A law firm retained by Deerfield Beach to evaluate reports of ethics violations has opened an investigation into the conduct of the city's vice mayor, Sylvia Ferguson -- formerly Sylvia Poitier. But the same firm dismissed three other ethics complaints against Ferguson, saying they failed the "prima facie" standards set forth in the city's ethics code.
Deerfield Beach received letters today from Christine Tatum, an attorney with Lewis, Stroud, and Deutsch of Boca Raton, containing her analysis of four ethics complaints, all by Acts of Sedition blogger Chaz Stevens. The one complaint that met the minimum standards for an investigation was Stevens' allegation that Ferguson failed to file a disclosure statement of potential conflicts of interest within 90 days of the city's passing its ethics ordinance, in March.
But Tatum dismissed the allegation by Stevens that Ferguson was allowed an exemption from the city's policy of disconnecting water service for customers who haven't paid their bills. Those allegations predate the passage of the city's ethics ordinance.

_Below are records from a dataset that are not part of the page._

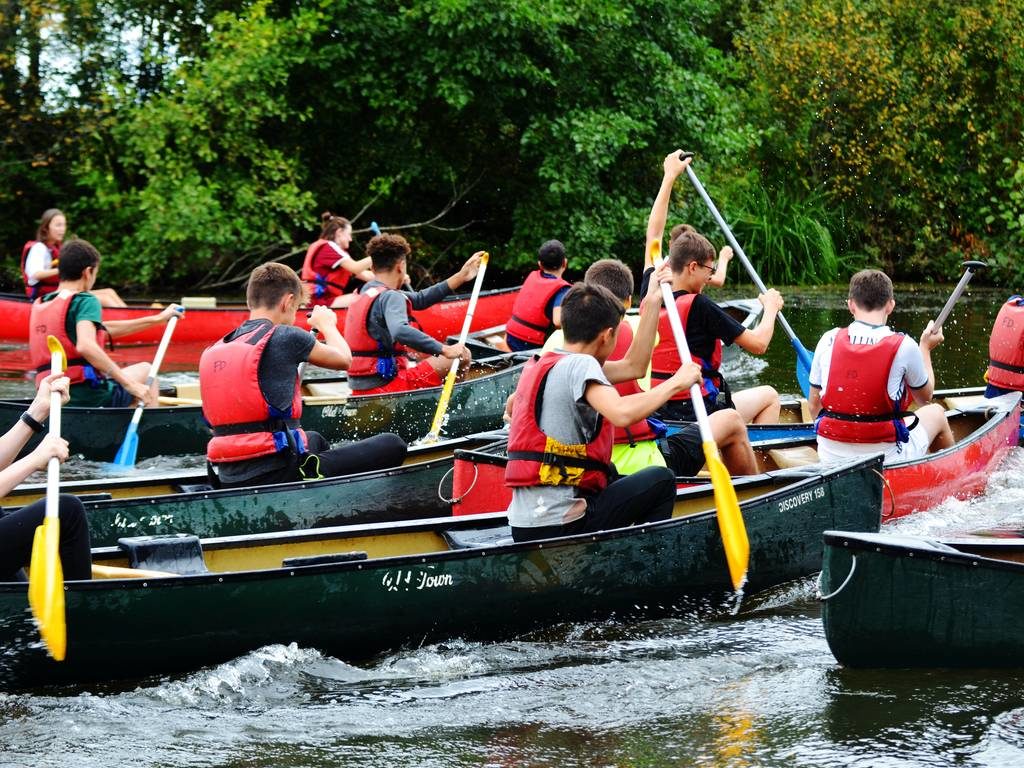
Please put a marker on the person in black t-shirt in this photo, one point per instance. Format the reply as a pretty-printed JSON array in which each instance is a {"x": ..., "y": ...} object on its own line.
[{"x": 708, "y": 326}]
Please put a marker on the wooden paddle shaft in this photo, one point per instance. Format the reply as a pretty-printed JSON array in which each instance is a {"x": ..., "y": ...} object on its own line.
[{"x": 971, "y": 266}]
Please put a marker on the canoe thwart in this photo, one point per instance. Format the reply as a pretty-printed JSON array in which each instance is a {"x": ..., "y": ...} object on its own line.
[
  {"x": 791, "y": 458},
  {"x": 178, "y": 553}
]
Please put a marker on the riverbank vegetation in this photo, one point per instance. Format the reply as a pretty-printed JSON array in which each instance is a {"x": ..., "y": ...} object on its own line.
[{"x": 189, "y": 141}]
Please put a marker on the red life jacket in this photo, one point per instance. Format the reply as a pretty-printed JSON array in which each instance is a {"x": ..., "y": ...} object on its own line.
[
  {"x": 371, "y": 357},
  {"x": 536, "y": 459},
  {"x": 328, "y": 285},
  {"x": 50, "y": 318},
  {"x": 856, "y": 406},
  {"x": 1006, "y": 347},
  {"x": 47, "y": 285},
  {"x": 641, "y": 430},
  {"x": 245, "y": 425},
  {"x": 665, "y": 361},
  {"x": 528, "y": 322}
]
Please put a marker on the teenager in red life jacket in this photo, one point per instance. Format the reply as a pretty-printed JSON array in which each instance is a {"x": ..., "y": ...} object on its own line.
[
  {"x": 252, "y": 396},
  {"x": 328, "y": 266},
  {"x": 74, "y": 315},
  {"x": 708, "y": 327},
  {"x": 17, "y": 527},
  {"x": 537, "y": 311},
  {"x": 380, "y": 329},
  {"x": 40, "y": 259},
  {"x": 561, "y": 432},
  {"x": 1006, "y": 350},
  {"x": 864, "y": 376}
]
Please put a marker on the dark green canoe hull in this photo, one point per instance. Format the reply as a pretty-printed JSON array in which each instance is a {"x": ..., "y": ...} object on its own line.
[
  {"x": 407, "y": 493},
  {"x": 910, "y": 603},
  {"x": 127, "y": 629},
  {"x": 96, "y": 433}
]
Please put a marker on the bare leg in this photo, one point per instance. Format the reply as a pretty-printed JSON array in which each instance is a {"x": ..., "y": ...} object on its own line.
[
  {"x": 758, "y": 404},
  {"x": 729, "y": 431},
  {"x": 936, "y": 425}
]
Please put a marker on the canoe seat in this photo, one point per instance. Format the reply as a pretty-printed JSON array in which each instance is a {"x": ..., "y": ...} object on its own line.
[
  {"x": 798, "y": 456},
  {"x": 472, "y": 538},
  {"x": 115, "y": 571},
  {"x": 177, "y": 553},
  {"x": 337, "y": 557}
]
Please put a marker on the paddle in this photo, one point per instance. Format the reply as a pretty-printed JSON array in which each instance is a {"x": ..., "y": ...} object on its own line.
[
  {"x": 129, "y": 448},
  {"x": 970, "y": 267},
  {"x": 803, "y": 354},
  {"x": 435, "y": 427},
  {"x": 730, "y": 520},
  {"x": 45, "y": 573}
]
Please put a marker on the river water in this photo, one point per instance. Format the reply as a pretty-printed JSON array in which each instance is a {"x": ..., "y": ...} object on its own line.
[{"x": 756, "y": 689}]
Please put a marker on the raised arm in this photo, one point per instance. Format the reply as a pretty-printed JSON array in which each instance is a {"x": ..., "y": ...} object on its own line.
[{"x": 659, "y": 211}]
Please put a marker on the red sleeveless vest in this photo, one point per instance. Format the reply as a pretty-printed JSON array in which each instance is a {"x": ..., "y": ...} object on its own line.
[
  {"x": 665, "y": 361},
  {"x": 528, "y": 321},
  {"x": 641, "y": 430},
  {"x": 245, "y": 425},
  {"x": 1006, "y": 347},
  {"x": 536, "y": 459},
  {"x": 43, "y": 287},
  {"x": 326, "y": 286},
  {"x": 856, "y": 407},
  {"x": 50, "y": 318}
]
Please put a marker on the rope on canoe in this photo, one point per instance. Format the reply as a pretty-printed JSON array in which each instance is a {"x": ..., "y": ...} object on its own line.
[
  {"x": 853, "y": 567},
  {"x": 456, "y": 500}
]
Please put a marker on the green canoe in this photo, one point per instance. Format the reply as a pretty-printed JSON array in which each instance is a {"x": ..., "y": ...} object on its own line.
[
  {"x": 355, "y": 591},
  {"x": 901, "y": 601},
  {"x": 408, "y": 493},
  {"x": 476, "y": 406}
]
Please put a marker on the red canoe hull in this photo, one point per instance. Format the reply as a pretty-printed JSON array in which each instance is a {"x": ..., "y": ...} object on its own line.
[{"x": 207, "y": 325}]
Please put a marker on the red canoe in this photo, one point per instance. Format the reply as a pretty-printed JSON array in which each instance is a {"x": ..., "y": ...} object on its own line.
[
  {"x": 985, "y": 430},
  {"x": 207, "y": 325}
]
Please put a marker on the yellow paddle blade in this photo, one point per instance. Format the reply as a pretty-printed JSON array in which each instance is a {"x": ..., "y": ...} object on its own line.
[
  {"x": 46, "y": 588},
  {"x": 54, "y": 345},
  {"x": 730, "y": 520}
]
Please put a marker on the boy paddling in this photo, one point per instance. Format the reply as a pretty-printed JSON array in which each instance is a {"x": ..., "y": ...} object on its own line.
[
  {"x": 864, "y": 376},
  {"x": 74, "y": 315},
  {"x": 537, "y": 310},
  {"x": 562, "y": 426},
  {"x": 251, "y": 392},
  {"x": 380, "y": 330},
  {"x": 707, "y": 326}
]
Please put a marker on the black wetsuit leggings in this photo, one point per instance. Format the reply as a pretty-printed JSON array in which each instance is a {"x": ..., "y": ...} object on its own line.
[
  {"x": 646, "y": 496},
  {"x": 18, "y": 527},
  {"x": 380, "y": 452}
]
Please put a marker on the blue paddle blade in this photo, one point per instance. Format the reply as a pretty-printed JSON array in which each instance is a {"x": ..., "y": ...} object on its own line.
[
  {"x": 129, "y": 449},
  {"x": 803, "y": 367}
]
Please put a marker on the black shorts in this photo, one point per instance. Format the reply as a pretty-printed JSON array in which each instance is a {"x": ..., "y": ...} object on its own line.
[{"x": 683, "y": 451}]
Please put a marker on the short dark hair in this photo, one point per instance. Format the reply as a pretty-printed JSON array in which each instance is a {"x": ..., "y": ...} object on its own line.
[
  {"x": 76, "y": 256},
  {"x": 613, "y": 274},
  {"x": 587, "y": 310},
  {"x": 387, "y": 250},
  {"x": 689, "y": 246},
  {"x": 269, "y": 283},
  {"x": 869, "y": 289},
  {"x": 330, "y": 224},
  {"x": 679, "y": 229},
  {"x": 551, "y": 255}
]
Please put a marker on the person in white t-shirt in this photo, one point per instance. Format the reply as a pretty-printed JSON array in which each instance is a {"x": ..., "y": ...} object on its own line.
[{"x": 863, "y": 378}]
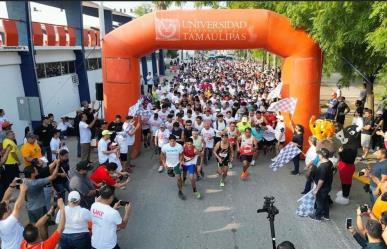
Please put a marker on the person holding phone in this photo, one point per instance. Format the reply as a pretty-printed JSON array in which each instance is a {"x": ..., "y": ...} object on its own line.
[{"x": 107, "y": 220}]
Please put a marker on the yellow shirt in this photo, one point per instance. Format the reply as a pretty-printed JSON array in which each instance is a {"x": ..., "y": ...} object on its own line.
[
  {"x": 379, "y": 207},
  {"x": 30, "y": 150},
  {"x": 10, "y": 159}
]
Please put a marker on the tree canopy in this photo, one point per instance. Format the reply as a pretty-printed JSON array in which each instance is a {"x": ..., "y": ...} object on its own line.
[{"x": 352, "y": 35}]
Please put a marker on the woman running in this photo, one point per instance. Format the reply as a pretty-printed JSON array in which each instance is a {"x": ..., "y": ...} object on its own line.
[{"x": 224, "y": 153}]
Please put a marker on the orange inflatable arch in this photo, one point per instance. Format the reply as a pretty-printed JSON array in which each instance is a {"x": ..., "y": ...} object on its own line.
[{"x": 211, "y": 29}]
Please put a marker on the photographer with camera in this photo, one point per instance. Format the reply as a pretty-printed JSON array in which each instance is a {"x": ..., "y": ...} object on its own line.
[
  {"x": 11, "y": 231},
  {"x": 107, "y": 220},
  {"x": 76, "y": 233},
  {"x": 369, "y": 237},
  {"x": 80, "y": 182},
  {"x": 324, "y": 179}
]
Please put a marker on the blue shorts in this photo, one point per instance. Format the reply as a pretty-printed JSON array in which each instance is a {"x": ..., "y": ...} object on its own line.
[{"x": 189, "y": 168}]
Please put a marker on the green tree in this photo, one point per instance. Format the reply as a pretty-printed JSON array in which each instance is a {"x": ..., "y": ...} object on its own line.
[
  {"x": 142, "y": 9},
  {"x": 352, "y": 35}
]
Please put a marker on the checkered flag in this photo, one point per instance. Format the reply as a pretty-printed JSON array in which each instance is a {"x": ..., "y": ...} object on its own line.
[
  {"x": 286, "y": 154},
  {"x": 284, "y": 105},
  {"x": 276, "y": 92},
  {"x": 134, "y": 109},
  {"x": 306, "y": 204}
]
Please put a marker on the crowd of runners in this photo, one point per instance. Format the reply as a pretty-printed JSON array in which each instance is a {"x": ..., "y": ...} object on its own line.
[{"x": 212, "y": 108}]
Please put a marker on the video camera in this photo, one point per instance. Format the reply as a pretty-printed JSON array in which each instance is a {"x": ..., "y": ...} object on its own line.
[{"x": 268, "y": 206}]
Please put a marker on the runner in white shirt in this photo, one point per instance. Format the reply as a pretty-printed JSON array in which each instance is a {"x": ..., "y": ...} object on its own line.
[
  {"x": 208, "y": 135},
  {"x": 279, "y": 133},
  {"x": 161, "y": 139},
  {"x": 103, "y": 151},
  {"x": 107, "y": 220},
  {"x": 11, "y": 231},
  {"x": 172, "y": 157}
]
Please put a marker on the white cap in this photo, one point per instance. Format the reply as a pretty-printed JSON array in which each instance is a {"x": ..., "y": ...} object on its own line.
[{"x": 74, "y": 196}]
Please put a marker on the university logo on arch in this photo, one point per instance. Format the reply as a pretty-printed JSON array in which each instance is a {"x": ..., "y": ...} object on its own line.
[{"x": 167, "y": 29}]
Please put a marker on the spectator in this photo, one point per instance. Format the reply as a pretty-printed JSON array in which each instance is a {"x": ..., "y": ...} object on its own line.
[
  {"x": 107, "y": 220},
  {"x": 30, "y": 150},
  {"x": 11, "y": 232},
  {"x": 324, "y": 186},
  {"x": 82, "y": 184},
  {"x": 103, "y": 150},
  {"x": 64, "y": 126},
  {"x": 378, "y": 173},
  {"x": 11, "y": 164},
  {"x": 44, "y": 133},
  {"x": 342, "y": 110},
  {"x": 76, "y": 233},
  {"x": 372, "y": 231},
  {"x": 61, "y": 183},
  {"x": 35, "y": 198},
  {"x": 85, "y": 136},
  {"x": 366, "y": 133},
  {"x": 34, "y": 240}
]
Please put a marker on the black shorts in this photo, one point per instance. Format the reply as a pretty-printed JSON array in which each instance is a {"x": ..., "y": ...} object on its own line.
[
  {"x": 123, "y": 157},
  {"x": 145, "y": 132},
  {"x": 246, "y": 158}
]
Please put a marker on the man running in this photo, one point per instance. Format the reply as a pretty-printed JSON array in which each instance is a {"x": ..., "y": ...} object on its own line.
[
  {"x": 247, "y": 149},
  {"x": 171, "y": 156},
  {"x": 190, "y": 158},
  {"x": 224, "y": 153}
]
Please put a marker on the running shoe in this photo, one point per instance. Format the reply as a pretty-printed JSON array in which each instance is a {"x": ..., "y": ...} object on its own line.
[{"x": 181, "y": 195}]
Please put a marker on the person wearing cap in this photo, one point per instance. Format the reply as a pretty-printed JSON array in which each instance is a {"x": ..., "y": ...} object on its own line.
[
  {"x": 324, "y": 178},
  {"x": 208, "y": 134},
  {"x": 61, "y": 183},
  {"x": 76, "y": 232},
  {"x": 224, "y": 153},
  {"x": 103, "y": 150},
  {"x": 30, "y": 150},
  {"x": 85, "y": 136},
  {"x": 107, "y": 220},
  {"x": 130, "y": 129},
  {"x": 243, "y": 124},
  {"x": 12, "y": 162},
  {"x": 81, "y": 183},
  {"x": 172, "y": 157},
  {"x": 219, "y": 126}
]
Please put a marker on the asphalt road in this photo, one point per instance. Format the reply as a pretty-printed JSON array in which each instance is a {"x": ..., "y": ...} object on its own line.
[{"x": 227, "y": 218}]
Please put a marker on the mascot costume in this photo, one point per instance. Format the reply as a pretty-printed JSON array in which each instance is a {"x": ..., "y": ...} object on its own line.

Tatum also found that Stevens had to failed to establish that Ferguson had used her position as a commissioner to put off payment of water bills.
Another allegation that failed the prima facie test was the one
centering on Ferguson's having failed to make a complete disclosure of
her relationship with the Westside Deerfield Businessmen Association,
the city's Community Housing Development Organization, which is run by
Ferguson's daughter, Felicia Poitier.
But Stevens has dug up more circumstantial evidence in the weeks since he sent that batch of ethics complaints -- such as Ferguson's having family ties
to one of WDBA's leading creditors. Asked for his response to Tatum's
letter, Deerfield's political assassin emailed the following cryptic remarks:
Vile deeds like poison weeds bloom well in prison air, it is only what is good in man, that wastes and withers there.Although the real credit for that line probably goes to Oscar Wilde.